Sunday, October 30, 2011

How do you keep a cistern from freezing in Mongolia? 2

The general wisdom about water is: it must be below the frost depth for your location, then any water at that depth, even during the coldest periods won't freeze. Usually we're talking about water coming in from a water line, and the pipe is sealed. In the case of earthship cisterns they're open air in some sense, though covered with pebbles at the riser. Dan Richfield showed his cisterns and how: 1) the top of the cisterns were below the frost line (18" in Taos, NM); 2) the cistern was insulated. So even though the cistern was open air with air holes going down into the cistern, the water in the cistern would theoretically have enough mass to resist freezing. I'm taking that one on faith that it's going to work. Mongolia has a frost depth of about 2 meters (almost 7 feet). As long as the surrounding soil isn't frozen and the cistern(s) is insulated, then I guess that's enough. Temps drop below freezing everyday around early November (almost now), rivers freeze into solid blocks until the end of March. During those 5 months or so, I don't plan on collecting any precip. Maybe if I'm worried about it, I could put some insulated cover over the cistern catch on top. 

I was considering having something like the equivalent of 2 stacked garbage cans full of pebbles as a catch. That may be so many pebbles to drip through that some may be lost to evaporation. Maybe like many earthships I could do the small amount of pebbles (about 12"?) in a plastic drain thing (on top of a pipe?) and just put an insulated cover over that during winter. Maybe just the depth alone would protect the water from freezing.

Saturday, October 29, 2011

Largest pieces of slate yet

Today I hauled in a piece of slate that was 80% in the ground that was 77cm long on the flat surface and about 50cm wide. Although slate is very hard, some of it in that area had a tendency to crumble a little bit on the sides. Another piece was over 60cm long. I just collect this when I have time. Many of the pieces are 10-20cm. I'll worry about chiseling them later to make them useful. We are nowhere near having enough slate to do a whole building and garage, but definitely the garage if the slate doesn't crumble into little pieces. If we could successfully split layers, some of the big thick pieces will go a long way.

Overall I have about a shed full of bottles, which is something like 4,000-5,000. Only about 5-7% are cans, since no soft drink sodas are canned in Mongolia, though I started seeing more beer cans.
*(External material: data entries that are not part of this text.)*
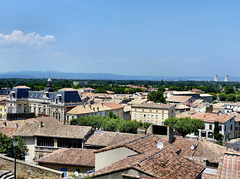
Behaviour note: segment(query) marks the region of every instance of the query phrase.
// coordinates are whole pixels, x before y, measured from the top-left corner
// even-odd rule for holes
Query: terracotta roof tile
[[[41,158],[38,162],[94,167],[94,151],[77,148],[59,149]]]
[[[197,112],[192,115],[182,115],[180,117],[191,117],[191,118],[201,119],[204,122],[211,122],[211,123],[214,123],[214,121],[218,121],[219,123],[225,123],[231,118],[233,118],[234,115]]]
[[[138,134],[129,134],[121,132],[95,131],[84,145],[110,146],[118,142],[140,137]]]
[[[207,159],[212,163],[218,163],[220,157],[224,155],[225,152],[239,153],[232,149],[227,149],[224,146],[214,144],[207,140],[194,140],[194,139],[178,139],[172,143],[174,146],[181,149],[180,155],[184,157],[199,157],[202,159]],[[191,146],[196,145],[194,150],[191,150]]]
[[[196,178],[204,167],[186,158],[182,158],[174,150],[166,148],[158,152],[147,152],[129,156],[112,165],[96,171],[93,176],[110,172],[137,169],[154,178]]]
[[[111,109],[123,109],[124,106],[118,103],[103,103],[104,106],[107,106],[108,108]]]
[[[92,127],[64,125],[51,117],[36,118],[36,120],[35,123],[23,125],[14,135],[83,139],[92,131]],[[42,127],[39,126],[40,122],[43,123]]]
[[[133,139],[127,139],[127,140],[118,142],[115,145],[111,145],[103,149],[97,150],[96,153],[104,152],[104,151],[108,151],[108,150],[116,149],[120,147],[127,147],[137,153],[144,153],[149,149],[160,151],[160,149],[156,148],[156,145],[158,142],[162,142],[164,144],[163,149],[171,147],[171,148],[174,148],[175,151],[179,151],[179,148],[172,146],[166,140],[161,139],[153,134],[150,134],[150,135],[139,136]]]
[[[217,176],[221,179],[240,178],[240,155],[226,153],[221,157]]]
[[[0,133],[12,137],[13,134],[18,130],[18,128],[2,127],[0,128]]]

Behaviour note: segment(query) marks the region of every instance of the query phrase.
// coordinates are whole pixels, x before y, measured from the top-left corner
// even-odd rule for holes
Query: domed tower
[[[45,88],[45,92],[54,92],[53,87],[52,87],[52,80],[49,77],[47,81],[47,86]]]

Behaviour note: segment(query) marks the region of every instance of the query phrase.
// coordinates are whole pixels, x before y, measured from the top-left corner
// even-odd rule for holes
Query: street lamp
[[[16,179],[16,148],[18,145],[18,140],[16,137],[13,139],[13,147],[14,147],[14,179]]]

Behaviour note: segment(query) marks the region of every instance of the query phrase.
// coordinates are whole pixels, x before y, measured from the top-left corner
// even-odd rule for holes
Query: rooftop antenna
[[[157,143],[157,148],[162,149],[163,148],[163,143],[162,142],[158,142]]]

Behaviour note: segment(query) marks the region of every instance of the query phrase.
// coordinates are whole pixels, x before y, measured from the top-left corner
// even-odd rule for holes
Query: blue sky
[[[0,1],[0,72],[240,76],[240,1]]]

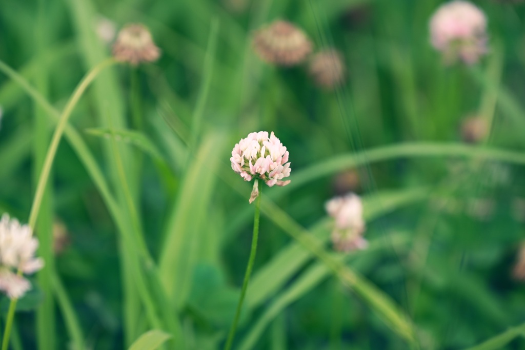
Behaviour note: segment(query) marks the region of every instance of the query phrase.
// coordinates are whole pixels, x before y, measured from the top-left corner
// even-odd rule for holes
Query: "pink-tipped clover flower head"
[[[364,249],[368,242],[363,238],[365,222],[363,219],[363,204],[359,196],[349,193],[335,197],[325,204],[328,215],[334,219],[331,238],[334,248],[349,252]]]
[[[230,161],[232,168],[245,181],[255,179],[250,203],[259,195],[258,179],[270,187],[290,183],[290,180],[283,180],[290,176],[288,151],[273,132],[269,137],[268,132],[259,131],[242,139],[233,147]]]
[[[31,288],[29,281],[17,274],[33,273],[44,266],[35,258],[38,240],[30,228],[4,214],[0,219],[0,290],[11,299],[18,299]]]
[[[454,0],[438,7],[430,20],[430,34],[432,46],[447,64],[458,59],[473,64],[487,51],[487,18],[468,1]]]

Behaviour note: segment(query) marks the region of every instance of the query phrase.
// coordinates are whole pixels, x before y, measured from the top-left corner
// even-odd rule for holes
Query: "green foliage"
[[[446,66],[428,30],[443,2],[5,0],[0,214],[38,216],[46,259],[11,346],[223,347],[254,214],[230,152],[267,130],[290,152],[291,182],[264,189],[233,348],[522,348],[525,4],[473,2],[488,52]],[[144,24],[161,58],[81,82],[111,56],[101,16]],[[317,86],[308,61],[260,59],[254,33],[277,18],[315,52],[341,52],[340,86]],[[473,115],[489,131],[467,143]],[[344,254],[324,205],[350,191],[369,245]]]

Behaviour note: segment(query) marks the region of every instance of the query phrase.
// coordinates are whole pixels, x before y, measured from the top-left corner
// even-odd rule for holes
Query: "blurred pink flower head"
[[[291,67],[312,52],[312,43],[300,29],[286,20],[276,20],[254,34],[254,49],[265,62]]]
[[[235,144],[232,151],[232,168],[240,175],[245,181],[261,179],[270,187],[274,185],[285,186],[290,180],[288,151],[272,132],[259,131],[249,134]],[[250,198],[251,203],[258,196],[257,181]]]
[[[0,290],[12,299],[23,296],[31,288],[29,281],[17,274],[20,270],[33,273],[44,266],[44,261],[35,258],[38,241],[30,228],[20,225],[16,219],[4,214],[0,220]]]
[[[145,26],[135,23],[120,30],[113,45],[113,56],[121,62],[136,66],[154,62],[161,56],[160,49],[153,43],[151,33]]]
[[[363,238],[363,204],[359,196],[349,193],[335,197],[326,203],[325,208],[335,219],[332,241],[336,250],[348,252],[366,248],[368,242]]]
[[[487,53],[487,18],[468,1],[454,0],[436,10],[430,20],[430,41],[447,63],[475,63]]]

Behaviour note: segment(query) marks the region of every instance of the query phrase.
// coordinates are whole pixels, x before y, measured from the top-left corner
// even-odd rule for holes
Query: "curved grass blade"
[[[205,139],[186,172],[167,225],[159,271],[166,293],[177,309],[187,299],[192,274],[206,239],[203,234],[208,208],[203,204],[212,201],[214,170],[223,144],[218,134]]]
[[[465,350],[498,350],[519,336],[525,336],[525,324],[511,328],[480,344]]]
[[[408,236],[397,236],[393,237],[392,241],[396,245],[406,245],[408,242]],[[372,251],[390,248],[390,242],[384,240],[376,240],[371,242],[370,246],[366,250],[358,252],[360,255],[369,254]],[[332,254],[333,259],[341,262],[349,260],[355,254]],[[266,308],[262,315],[251,326],[248,334],[238,348],[239,350],[248,350],[255,346],[257,340],[260,338],[266,328],[275,317],[289,305],[296,301],[306,294],[312,288],[318,285],[330,275],[330,269],[324,264],[318,262],[302,273],[298,279],[285,290],[280,293]]]
[[[171,337],[171,335],[158,330],[150,331],[140,336],[129,350],[155,350]]]
[[[399,207],[426,198],[426,188],[387,191],[363,197],[364,219],[366,222]],[[377,205],[377,203],[381,205]],[[321,220],[310,230],[313,236],[324,244],[330,238],[328,219]],[[305,250],[297,242],[282,249],[271,260],[254,274],[248,288],[246,304],[251,307],[259,305],[281,288],[309,259],[311,252]]]

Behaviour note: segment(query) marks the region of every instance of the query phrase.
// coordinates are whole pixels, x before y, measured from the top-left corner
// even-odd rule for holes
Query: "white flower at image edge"
[[[259,195],[257,180],[260,179],[270,187],[274,185],[285,186],[290,180],[288,151],[272,132],[259,131],[250,133],[242,139],[232,151],[232,168],[240,175],[245,181],[255,178],[250,203]]]
[[[0,220],[0,290],[12,299],[21,298],[31,288],[29,281],[17,274],[33,273],[44,266],[44,261],[35,258],[38,241],[31,229],[4,214]]]
[[[475,5],[464,0],[442,4],[430,20],[430,41],[452,63],[457,58],[476,63],[486,54],[487,18]]]
[[[332,241],[336,250],[348,252],[364,249],[368,242],[363,238],[365,223],[361,198],[353,193],[336,197],[326,203],[325,208],[335,219]]]

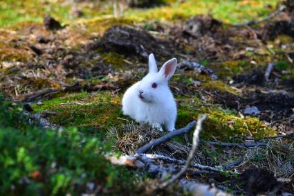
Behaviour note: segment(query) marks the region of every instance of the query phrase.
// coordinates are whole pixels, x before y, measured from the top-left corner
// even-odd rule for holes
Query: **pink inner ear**
[[[165,78],[167,77],[168,75],[169,75],[172,71],[172,61],[168,62],[165,66]]]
I feel the amount is enough to do the whole main building easily, but I plan to make a bottle / dirt / cement wall around the property, so that wall could demand quite a lot of bottles. In our small micro ger district we must have a large amount of alcoholics. I walked only about 200 meters in an alley this afternoon and picked up maybe 40 bottles, not to mention what I got in the morning.

I am debating about what third greenhouse design to do. I want to do the solar toilet. That typically needs to be on the south face, but on the 2nd greenhouse glass.